Kemampuan berpikir dalam dimensi moral (moral reasoning) pada remaja berkembang
karena mereka mulai melihat adanya kejanggalan dan ketidakseimbangan antara yang mereka
percayai dahulu dengan kenyataan yang ada di sekitarnya. Mereka lalu merasa perlu
mempertanyakan dan merekonstruksi pola pikir dengan “kenyataan” yang baru. Perubahan inilah
yang seringkali mendasari sikap “pemberontakan” remaja terhadap peraturan atau otoritas yang
selama ini diterima bulat-bulat. Misalnya, jika sejak kecil pada seorang anak diterapkan sebuah
nilai moral yang mengatakan bahwa korupsi itu tidak baik.pada masa remaja ia akan
mempertanyakan mengapa dunia sekelilingnya membiarkan korupsi itu tumbuh subur bahkan
sangat mungkin korupsi itu dinilai baik dalam suatu kondisi tertentu. Hal ini tentu saja akan
menimbulkan konflik nilai bagi sang remaja. Konflik nilai dalam diri remaja ini lambat laun
akan menjadi sebuah masalah besar, jika remaja tidak menemukan jalan keluarnya.
Kemungkinan remaja untuk tidak lagi mempercayai nilai-nilai yang ditanamkan oleh orangtua
atau pendidik sejak masa kanak-kanak akan sangat besar jika orangtua atau pendidik tidak
mampu memberikan penjelasan yang logis, apalagi jika lingkungan sekitarnya tidak mendukung
penerapan nilai-nilai tersebut.
2. Peranan orangtua atau pendidik sangat besar dalam memberikan alternatif jawaban
dari hal-hal yang dipertanyakan oleh putra-putri remajanya.
Orangtua yang bijak akan memberikan lebih dari satu jawaban dan alternatif supaya
remaja itu bisa berpikir lebih jauh dan memilih yang terbaik. Orangtua yang tidak mampu
memberikan penjelasan dengan bijak dan bersikap kaku akan membuat sang remaja tambah
bingung. Remaja tersebut akan mencari jawaban di luar lingkaran orangtua dan nilai yang
dianutnya. Ini bisa menjadi berbahaya jika “lingkungan baru” memberi jawaban yang tidak
diinginkan atau bertentangan dengan yang diberikan oleh orangtua. Konflik dengan orangtua
mungkin akan mulai menajam.
Masalah moral yang terjadi pada para remaja ditandai oleh adanya ketidakmampuan
remaja membedakan mana yang benar dan mana yang salah. Hal ini dapat disebabkan oleh
ketidakkonsistenan dalam konsep benar dan salah yang ditemukan dlam kehidupan sehari-hari.

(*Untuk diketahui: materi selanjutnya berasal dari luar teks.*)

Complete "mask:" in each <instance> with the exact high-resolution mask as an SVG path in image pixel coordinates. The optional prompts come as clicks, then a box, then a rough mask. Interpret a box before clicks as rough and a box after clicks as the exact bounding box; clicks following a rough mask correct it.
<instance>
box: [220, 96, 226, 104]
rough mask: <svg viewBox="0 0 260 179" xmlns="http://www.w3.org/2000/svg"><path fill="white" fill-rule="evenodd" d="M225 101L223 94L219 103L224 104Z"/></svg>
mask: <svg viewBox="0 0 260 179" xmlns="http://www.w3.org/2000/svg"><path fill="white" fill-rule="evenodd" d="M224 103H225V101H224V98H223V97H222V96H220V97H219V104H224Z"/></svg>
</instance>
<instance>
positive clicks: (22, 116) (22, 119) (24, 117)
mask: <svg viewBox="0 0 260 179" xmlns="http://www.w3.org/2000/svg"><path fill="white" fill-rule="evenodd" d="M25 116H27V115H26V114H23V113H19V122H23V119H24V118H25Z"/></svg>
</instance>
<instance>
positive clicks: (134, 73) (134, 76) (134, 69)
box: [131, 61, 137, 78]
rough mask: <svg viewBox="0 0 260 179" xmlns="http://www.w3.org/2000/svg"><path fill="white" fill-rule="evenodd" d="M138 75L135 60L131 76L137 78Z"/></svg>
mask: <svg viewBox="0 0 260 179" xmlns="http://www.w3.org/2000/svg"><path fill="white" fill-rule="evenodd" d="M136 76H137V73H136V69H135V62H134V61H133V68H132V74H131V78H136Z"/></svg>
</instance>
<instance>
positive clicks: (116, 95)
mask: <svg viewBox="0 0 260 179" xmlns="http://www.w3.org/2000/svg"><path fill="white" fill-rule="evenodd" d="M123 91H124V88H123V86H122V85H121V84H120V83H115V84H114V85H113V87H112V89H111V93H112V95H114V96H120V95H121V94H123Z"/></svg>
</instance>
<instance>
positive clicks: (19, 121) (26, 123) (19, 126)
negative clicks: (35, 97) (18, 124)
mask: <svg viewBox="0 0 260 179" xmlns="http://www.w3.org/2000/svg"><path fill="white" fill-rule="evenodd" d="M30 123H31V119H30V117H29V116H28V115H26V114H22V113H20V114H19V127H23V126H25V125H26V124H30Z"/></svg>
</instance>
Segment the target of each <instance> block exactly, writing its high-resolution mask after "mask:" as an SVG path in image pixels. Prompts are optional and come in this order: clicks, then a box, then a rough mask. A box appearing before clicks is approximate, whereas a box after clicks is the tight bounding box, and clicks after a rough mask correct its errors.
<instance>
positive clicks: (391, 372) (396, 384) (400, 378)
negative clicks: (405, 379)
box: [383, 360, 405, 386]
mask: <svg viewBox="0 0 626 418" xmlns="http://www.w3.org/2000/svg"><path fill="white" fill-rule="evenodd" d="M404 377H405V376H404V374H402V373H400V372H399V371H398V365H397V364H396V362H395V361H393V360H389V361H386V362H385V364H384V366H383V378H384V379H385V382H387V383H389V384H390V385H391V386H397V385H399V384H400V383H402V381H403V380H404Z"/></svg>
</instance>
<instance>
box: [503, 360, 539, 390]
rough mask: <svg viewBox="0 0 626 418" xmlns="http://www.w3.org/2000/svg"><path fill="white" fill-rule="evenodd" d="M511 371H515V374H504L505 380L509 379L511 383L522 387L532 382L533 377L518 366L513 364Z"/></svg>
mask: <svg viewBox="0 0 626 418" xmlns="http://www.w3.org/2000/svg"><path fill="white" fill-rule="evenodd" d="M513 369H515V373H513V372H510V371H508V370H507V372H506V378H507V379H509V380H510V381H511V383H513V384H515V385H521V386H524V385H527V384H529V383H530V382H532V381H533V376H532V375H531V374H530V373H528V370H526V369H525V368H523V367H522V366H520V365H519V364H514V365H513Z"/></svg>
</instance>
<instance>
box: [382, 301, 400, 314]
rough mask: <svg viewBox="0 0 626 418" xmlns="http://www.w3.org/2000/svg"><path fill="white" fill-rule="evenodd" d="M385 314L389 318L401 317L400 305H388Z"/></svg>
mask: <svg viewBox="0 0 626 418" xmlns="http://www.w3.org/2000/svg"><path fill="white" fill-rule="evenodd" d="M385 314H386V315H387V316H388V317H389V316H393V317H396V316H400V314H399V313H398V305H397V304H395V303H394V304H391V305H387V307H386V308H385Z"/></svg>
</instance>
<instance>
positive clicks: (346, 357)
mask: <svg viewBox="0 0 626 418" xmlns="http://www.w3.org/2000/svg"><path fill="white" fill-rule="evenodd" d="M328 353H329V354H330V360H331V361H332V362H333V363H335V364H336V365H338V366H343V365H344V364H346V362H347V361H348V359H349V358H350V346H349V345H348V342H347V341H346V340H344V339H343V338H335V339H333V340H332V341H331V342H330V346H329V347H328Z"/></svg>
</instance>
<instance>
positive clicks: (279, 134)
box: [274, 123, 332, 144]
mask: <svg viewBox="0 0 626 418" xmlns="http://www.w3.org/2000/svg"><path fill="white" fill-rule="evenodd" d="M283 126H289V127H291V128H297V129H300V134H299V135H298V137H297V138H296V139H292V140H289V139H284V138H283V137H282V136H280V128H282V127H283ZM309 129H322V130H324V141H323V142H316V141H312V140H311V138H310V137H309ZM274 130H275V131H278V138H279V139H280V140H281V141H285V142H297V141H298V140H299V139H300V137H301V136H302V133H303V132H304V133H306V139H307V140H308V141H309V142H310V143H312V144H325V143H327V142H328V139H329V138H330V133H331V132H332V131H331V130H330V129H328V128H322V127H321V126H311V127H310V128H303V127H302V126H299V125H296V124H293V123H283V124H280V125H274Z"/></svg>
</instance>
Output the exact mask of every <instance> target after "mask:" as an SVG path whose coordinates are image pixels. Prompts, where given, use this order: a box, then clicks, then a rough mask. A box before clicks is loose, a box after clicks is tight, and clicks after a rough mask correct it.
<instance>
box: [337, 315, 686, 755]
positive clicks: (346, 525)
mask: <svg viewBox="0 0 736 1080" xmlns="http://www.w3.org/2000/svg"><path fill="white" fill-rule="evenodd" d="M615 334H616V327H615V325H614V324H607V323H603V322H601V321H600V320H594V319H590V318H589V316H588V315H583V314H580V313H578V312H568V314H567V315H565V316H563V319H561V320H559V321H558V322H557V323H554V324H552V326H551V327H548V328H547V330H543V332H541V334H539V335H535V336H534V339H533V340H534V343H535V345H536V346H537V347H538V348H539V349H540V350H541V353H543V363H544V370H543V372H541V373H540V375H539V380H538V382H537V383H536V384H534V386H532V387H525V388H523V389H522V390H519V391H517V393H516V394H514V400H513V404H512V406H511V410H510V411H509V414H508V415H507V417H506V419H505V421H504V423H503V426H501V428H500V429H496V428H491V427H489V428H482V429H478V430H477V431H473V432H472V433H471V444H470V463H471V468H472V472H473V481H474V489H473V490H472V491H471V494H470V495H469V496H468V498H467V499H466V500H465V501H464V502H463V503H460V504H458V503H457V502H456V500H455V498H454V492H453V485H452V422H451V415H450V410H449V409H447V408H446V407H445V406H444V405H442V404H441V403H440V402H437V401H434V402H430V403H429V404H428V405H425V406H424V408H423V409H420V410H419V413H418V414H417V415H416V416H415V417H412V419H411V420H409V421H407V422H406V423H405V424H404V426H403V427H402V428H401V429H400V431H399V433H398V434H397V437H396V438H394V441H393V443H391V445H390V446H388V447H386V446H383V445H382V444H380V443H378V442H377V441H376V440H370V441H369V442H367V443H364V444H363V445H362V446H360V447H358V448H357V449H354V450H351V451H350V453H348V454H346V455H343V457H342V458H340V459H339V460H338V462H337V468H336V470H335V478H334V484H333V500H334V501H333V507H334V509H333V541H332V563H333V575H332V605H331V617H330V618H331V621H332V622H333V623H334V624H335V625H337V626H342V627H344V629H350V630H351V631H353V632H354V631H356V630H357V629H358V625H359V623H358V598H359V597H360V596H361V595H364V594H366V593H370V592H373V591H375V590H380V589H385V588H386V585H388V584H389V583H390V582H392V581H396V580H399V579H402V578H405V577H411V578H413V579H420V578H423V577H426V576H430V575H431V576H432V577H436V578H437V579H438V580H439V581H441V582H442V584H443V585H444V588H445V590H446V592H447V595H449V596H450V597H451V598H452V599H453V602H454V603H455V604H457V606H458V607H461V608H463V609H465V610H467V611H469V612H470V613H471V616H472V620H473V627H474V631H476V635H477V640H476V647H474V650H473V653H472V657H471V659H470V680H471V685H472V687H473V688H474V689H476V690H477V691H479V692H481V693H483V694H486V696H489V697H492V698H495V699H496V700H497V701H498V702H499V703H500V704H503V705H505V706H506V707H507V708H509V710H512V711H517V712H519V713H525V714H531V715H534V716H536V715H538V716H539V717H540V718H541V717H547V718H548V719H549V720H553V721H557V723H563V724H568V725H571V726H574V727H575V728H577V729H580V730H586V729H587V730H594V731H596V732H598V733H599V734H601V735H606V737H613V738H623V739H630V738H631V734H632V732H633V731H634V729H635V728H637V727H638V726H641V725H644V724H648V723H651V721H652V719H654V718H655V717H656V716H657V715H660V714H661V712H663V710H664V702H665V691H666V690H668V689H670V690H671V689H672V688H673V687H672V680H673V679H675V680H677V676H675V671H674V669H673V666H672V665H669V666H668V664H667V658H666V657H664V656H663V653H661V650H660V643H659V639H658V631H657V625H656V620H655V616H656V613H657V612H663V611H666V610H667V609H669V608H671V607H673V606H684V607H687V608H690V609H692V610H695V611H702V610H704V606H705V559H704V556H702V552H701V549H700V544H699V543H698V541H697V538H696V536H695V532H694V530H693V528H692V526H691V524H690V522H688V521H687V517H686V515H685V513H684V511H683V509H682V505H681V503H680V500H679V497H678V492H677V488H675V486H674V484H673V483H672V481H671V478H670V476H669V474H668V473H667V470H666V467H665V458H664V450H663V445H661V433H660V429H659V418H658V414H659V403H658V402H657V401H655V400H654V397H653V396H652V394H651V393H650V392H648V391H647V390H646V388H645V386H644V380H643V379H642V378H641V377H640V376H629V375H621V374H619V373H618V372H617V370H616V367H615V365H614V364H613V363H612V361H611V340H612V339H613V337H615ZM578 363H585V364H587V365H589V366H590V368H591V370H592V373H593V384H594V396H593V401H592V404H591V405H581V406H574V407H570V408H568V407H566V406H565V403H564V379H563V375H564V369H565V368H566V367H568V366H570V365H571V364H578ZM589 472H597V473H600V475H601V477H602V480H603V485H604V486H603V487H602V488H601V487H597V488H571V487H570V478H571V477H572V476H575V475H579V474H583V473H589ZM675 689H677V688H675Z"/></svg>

Misalnya antar sekolah, keluarga, dan kelompok remaja. Ketidakmampuan membedakan mana
yang benar dan mana yang salah dapat membawa malapetaka bagi kehidupan remaja pada
khusunya dan pada semua oarng pada umumnya, untuk mencegah dan mengatasi masal-masalah
demikian, maka sekolah sebaiknya menyelenggarakan berbagai kegiatan
keagamaan,meningkatkan pendidikan budi pekerti.